The threat of familial violence radiates outward, causing wider societal destruction in its wake. Everyone Jess comes into contact with while escaping is threatened with gruesome violence at the hands of the creature. The fate of Margie, one of Jess’s sympathetic allies, reinforces the high stakes of the situation. Although her appearance in the novel is brief, she is someone whom Jess trusts and finds comfort in. Margie’s death illustrates that even the morally “good” characters in the novel are not safe from harm, creating heightened narrative tension for Jess’s own risk-taking in trying to protect the boy. Although it is unclear what the boy’s father plans to do if he catches the boy, his pursuit poses an explicitly lethal threat to Jess.
The risk that the boy’s father poses resonates with Jess’s internal dilemma about her own father, Tommy, which introduces another fraught parent-child relationship into the narrative. Jess is deeply affected by her estranged relationship with her father, whose death brought all her insecurities to the fore. Tommy’s death left Jess unable to find closure for his earlier abandonment of her. Left without the opportunity to confront Tommy about his choices, Jess carries the burden of all the questions she never asked him. Thus, while Tommy does not pose a physical threat to Jess in the way the creature does to the boy, his memory nevertheless haunts and pursues Jess on an emotional level.
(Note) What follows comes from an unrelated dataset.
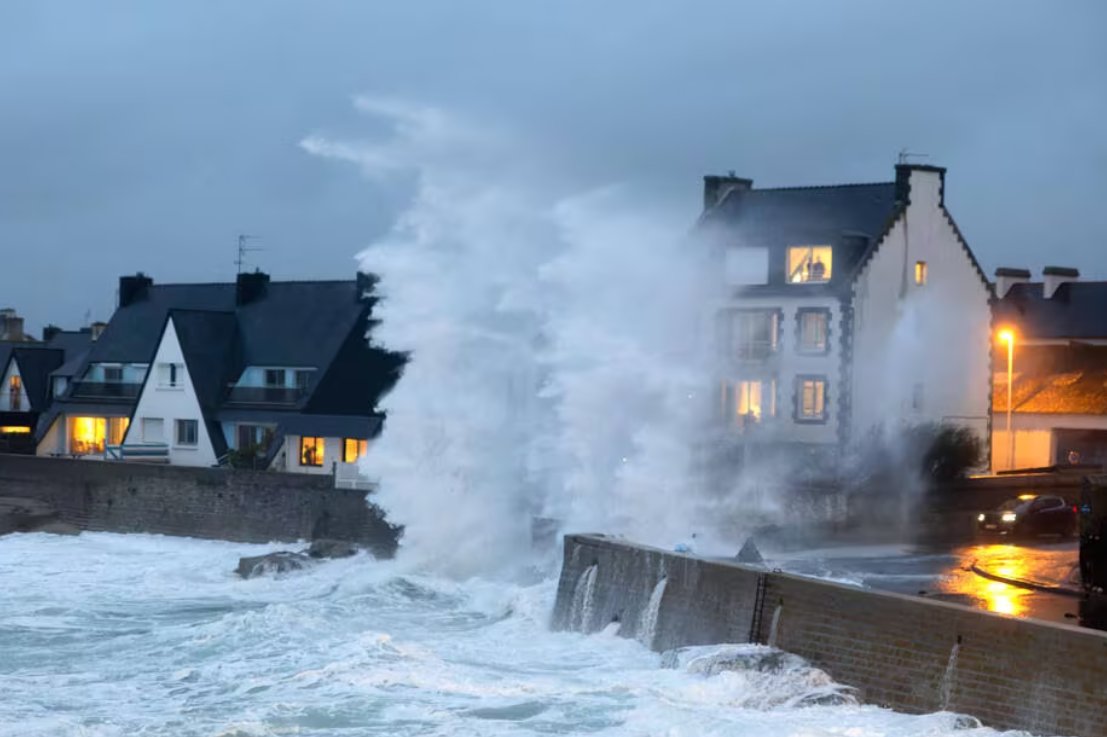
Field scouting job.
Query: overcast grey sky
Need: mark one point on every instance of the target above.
(146, 136)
The narrative presents this emotional weight as a voice that resides within Jess—an inner voice that clashes with the façade she presents to the world around her, introducing the theme of The Struggle to Be Brave. The voice of Inner Jess embodies her unresolved relationship with her father by giving it a moral dimension: “I think we all know the reason why no one wants you […] It’s because you’re just like him” (15). Jess’s character arc is thus shaped around the struggle to prove this statement wrong. Either she will prove that she is not “just like him” by being brave enough to make the hard choices he never could in his life, or she will sink into the cowardice of retreat, proving Inner Jess right. Jess sympathizes with the boy not only because he is a frightened child but also because they fear the same thing: being overwhelmed by father figures who hurt them in some way and make them feel insecure and worthless.
Cassidy introduces an additional conflict element to heighten the stakes around Jess’s moral choices. In Chapter 3, Jess pricks herself on a used syringe, putting her at the risk of serious infection. Later, in Chapter 5, Jess learns that she must receive medical care within 72 hours, which increases the urgency of her situation and creates narrative momentum. Jess’s personal quest to address her infection directly clashes with her need to save the boy from his father. The more she chooses to put his needs over her own, the more she risks running out of time to combat her possible infection. In choosing to help the boy despite the risks, Jess begins to prove that she is far braver than she believes herself to be.